Lavanda in Toscana, piante officinali in Puglia e frutti antichi in Sicilia. Ma anche rampicanti, erbe aromatiche, alberi da frutto, pomodori e prodotti dell’orto: l’associazione femminile della Cia, dal Trentino alla Sicilia, sceglie una pianta simbolica e si mobilita per sensibilizzare i cittadini sul valore dell’agricoltura e dell’ambiente, contro i cambiamenti climatici e la perdita di biodiversità, ma anche sull’importanza del lavoro contro la violenza di genere. In Italia il settore primario è sempre più “rosa”: sono 1,3 milioni le donne impegnate in agricoltura, nessun altro Paese in Ue fa lo stesso.
“Acquistare una pianta e impegnarsi nella sua cura è il modo migliore per celebrare la Festa della Donna - spiega la presidente Mara Longhin -. Non è soltanto un gesto ‘green’, puramente simbolico, ma un atto concreto per ‘dare la vita’ e far crescere un vegetale, promuovendo il rispetto della natura e dei suoi ecosistemi. Il suolo, i semi, le piante, rappresentano il primo anello della catena alimentare e sono il simbolo della sostenibilità ambientale: difenderli e curarli è il compito di tutti, a partire dalle agricoltrici che ogni giorno contribuiscono a garantire la sicurezza alimentare proteggendo la biodiversità”.
“Risvegliare e riabilitare il ‘femminile’ che alberga dentro ognuno praticando l’accudimento della vita vegetale - continua Longhin - è il miglior modo per combattere la violenza che si esprime a tutti i livelli, prima di tutto verso le donne. Comprendere che accudire la vita non è debolezza e distruggerla non è forza è il primo passo per un progresso collettivo, necessario e auspicato”.
L’associazione “rosa” della Cia in occasione dell’8 marzo ricorda che il lavoro è una risorsa per le donne, una potente arma antiviolenza, e che proprio l’agricoltura (insieme al commercio) è il settore produttivo con il più alto grado di “femminilizzazione”. In Italia, infatti, le aziende agricole con a capo una donna sono più di 497 mila, cioè oltre il 30% del totale, mentre le lavoratrici rappresentano quasi il 40% della forza lavoro complessiva del comparto. E c’è di più: questa presenza è molto più massiccia rispetto agli altri Paesi dell’Europa occidentale. Secondo l’Eurostat, infatti, nel nostro Paese sono complessivamente 1,3 milioni le donne impegnate a vario titolo in agricoltura, contro le 340 mila circa di Stati come la Francia o la Germania. Persino in Spagna, altro Paese Ue tradizionalmente agricolo, le donne che lavorano nel settore primario sono circa 660 mila, la metà rispetto a quelle italiane.
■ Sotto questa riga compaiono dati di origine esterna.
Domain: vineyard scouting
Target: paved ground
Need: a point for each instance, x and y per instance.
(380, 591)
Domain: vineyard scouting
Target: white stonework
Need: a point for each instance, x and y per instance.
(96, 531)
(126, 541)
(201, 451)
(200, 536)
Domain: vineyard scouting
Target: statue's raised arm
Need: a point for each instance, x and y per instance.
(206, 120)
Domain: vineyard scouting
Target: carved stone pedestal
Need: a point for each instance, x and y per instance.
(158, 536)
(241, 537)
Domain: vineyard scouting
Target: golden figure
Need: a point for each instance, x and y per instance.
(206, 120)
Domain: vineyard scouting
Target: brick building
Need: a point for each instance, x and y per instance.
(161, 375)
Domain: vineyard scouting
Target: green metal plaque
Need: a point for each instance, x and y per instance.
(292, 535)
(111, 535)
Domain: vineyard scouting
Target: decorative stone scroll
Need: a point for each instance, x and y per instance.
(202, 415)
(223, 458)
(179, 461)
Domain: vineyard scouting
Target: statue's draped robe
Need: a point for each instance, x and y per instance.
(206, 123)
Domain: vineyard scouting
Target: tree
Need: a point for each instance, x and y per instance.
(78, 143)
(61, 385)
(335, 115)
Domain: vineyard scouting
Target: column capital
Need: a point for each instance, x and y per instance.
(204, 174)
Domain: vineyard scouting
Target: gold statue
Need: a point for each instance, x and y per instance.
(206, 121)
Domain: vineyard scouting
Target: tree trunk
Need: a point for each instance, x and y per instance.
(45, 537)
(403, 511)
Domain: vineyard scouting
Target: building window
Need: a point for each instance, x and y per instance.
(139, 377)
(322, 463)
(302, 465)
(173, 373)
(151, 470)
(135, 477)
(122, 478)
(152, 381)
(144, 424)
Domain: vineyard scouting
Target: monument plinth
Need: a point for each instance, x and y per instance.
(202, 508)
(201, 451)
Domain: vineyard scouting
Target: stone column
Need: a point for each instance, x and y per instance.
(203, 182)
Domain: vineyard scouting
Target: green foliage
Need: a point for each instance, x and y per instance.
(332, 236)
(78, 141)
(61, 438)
“Le donne sono un caso di resilienza e di resistenza nei territori rurali, ma soprattutto sono quelle che hanno raccolto per prime e meglio la sfida di dare un futuro all’agricoltura - sottolinea la presidente di Donne in Campo - costruendo al contempo risposte concrete alla sempre più accentuata carenza di welfare che le lascia spesso sole nelle cure familiari. Risposte che noi chiamiamo multifunzionalità, quindi agriasili e agri-nidi, fattorie didattiche, aziende agrisociali che includono persone disabili, anziani e migranti”.
“Sono queste le aziende femminili dell’agricoltura italiana e questo è il messaggio che vogliono condividere con i cittadini - conclude Longhin -. Donne che vogliono far sentire la loro voce, e non certo in modo rituale, anche in occasione dell’8 marzo”.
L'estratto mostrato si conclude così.